Ratings482
Average rating3.4
I hate this book. Hate it. I've endured the book because I thought it had to get better, it's Dan Brown. Nope, it doesn't. I knew who the bad guy was, but I thought, it couldn't possibly be that simple. Oh. It was. The twist is revealed about two-thirds of the way through the book, the bad guy revealed and dispatched and then you're just dragged through the most boring, useless, arbitrary history lesson. Sure, Brown lectured us in Angels & Demons and in The Da Vinci Code, but that was interesting and woven throughout the story. This was just boring and frustrating. I so badly wanted the book to be over. These are some other things that annoyed me.
1. Robert Langdon. He was just annoying.
2. The absurd repetition. Explaining or describing things over and over again. It's as if Brown believes people are picking up the book at random chapters and need to be filled in along the way. I can't tell you how many times Mal'akh tattoos have been described. How many times the pyramid was described or other parts of the story repeated from albeit different characters, but not with any new information.
3. For smart people Katherine Solomon and Robert Langdon do some truly idiotic things.
4. Noetic Science is dumb. I don't need a Freemason version of ‘The Secret'.

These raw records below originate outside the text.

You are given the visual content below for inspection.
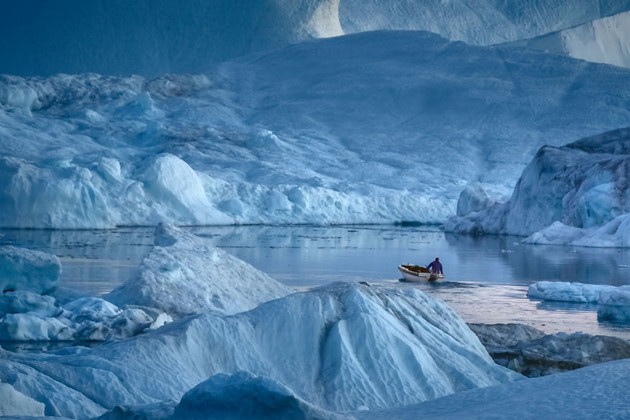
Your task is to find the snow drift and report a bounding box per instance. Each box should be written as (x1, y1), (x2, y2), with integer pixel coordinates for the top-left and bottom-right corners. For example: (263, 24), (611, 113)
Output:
(360, 360), (630, 420)
(0, 0), (630, 76)
(446, 128), (630, 247)
(0, 283), (518, 417)
(105, 225), (290, 316)
(0, 32), (630, 228)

5. Brown tries to inject suspense throughout the book by only giving some of the information then going to another chapter, leaving you wondering what was said or seen. For example, after Peter shows Robert the Ancient Mysteries Robert asks Peter to do him a favor as a friend. ‘Peter replies ‘Of course. Anything.' Langdon made his request...firmly.' But you don't know what Robert asks until the next chapter when you discover the favor was for Peter to go to the hospital. Really? That was the mystery? Get over yourself Dan Brown.
I'm pretty sure that Brown wrote this book to appease all the religious people he pissed off with his two previous novels. I'm going to have to ask him to knock that crap off.